Another wrinkle of the initial Bush media strategy was that, aside from presidential news conferences, the Administration did little to try to overtly control the “spin” or interpretation of events in the first few days, particularly in the way it depicted Iraqi leader Saddam Hussein. For more than a week, for instance, Administration officials refused all invitations to appear on network TV news programs.

It hardly mattered. Critics charge that, in place of a reticent Administration, the press by itself did much to characterize events the way the Administration would have wanted. Time magazine even did a psychological profile that included an Israeli intelligence handwriting analysis concluding that Hussein “suffered from severe megalomania with symptoms of paranoia.”

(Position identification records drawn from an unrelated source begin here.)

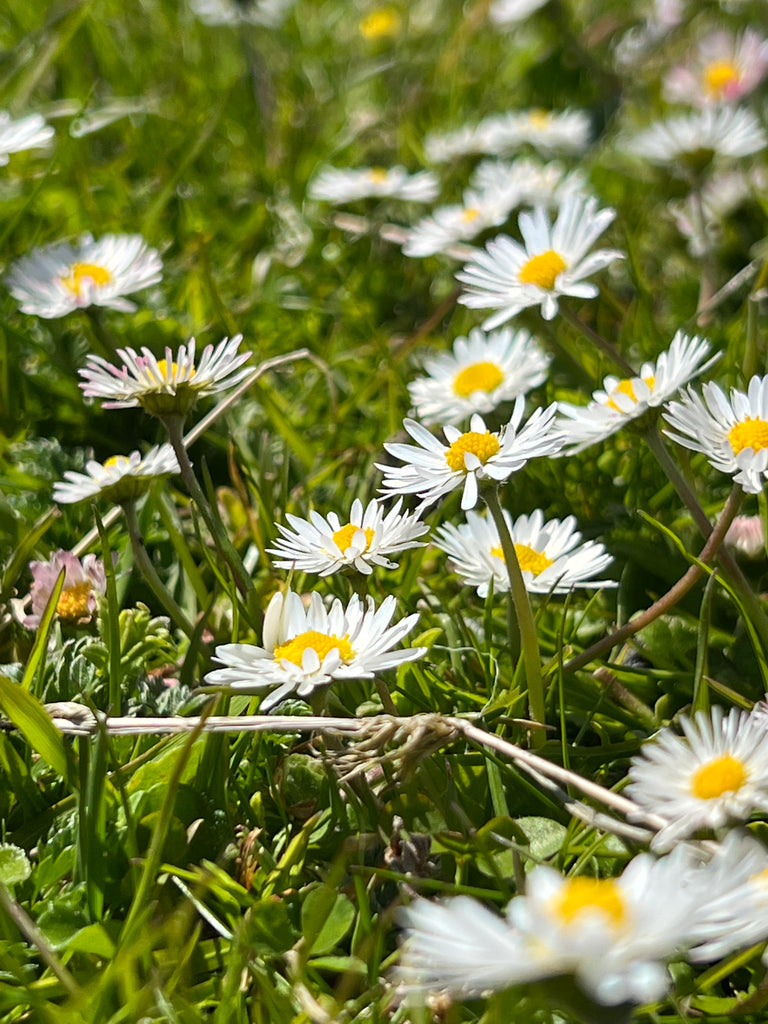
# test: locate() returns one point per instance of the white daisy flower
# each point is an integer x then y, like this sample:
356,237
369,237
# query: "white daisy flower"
553,260
620,401
348,184
612,935
53,281
27,133
432,469
508,12
724,69
693,139
552,560
326,545
526,182
456,222
305,648
480,373
733,434
118,479
168,385
713,776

Marvin Kalb, the longtime NBC and CBS chief diplomatic correspondent who teaches press and public policy courses at Harvard University, believes the press showed “an inadequate degree of skepticism” during that critical first week.

“I make no case for Saddam Hussein, but we have dealt in the past with very unpleasant types,” Kalb explained. Whipping up anti-Iraq sentiment, he suggested, “is not the measure of what is in the best interests of this country.”

Hussein himself, he noted, “was a crucial ally for 10 years.”

Bowdoin College professor David Kertzer warned that characterizing events too simplistically might leave the American public unable to understand such factors as Hussein’s support in other Arab countries.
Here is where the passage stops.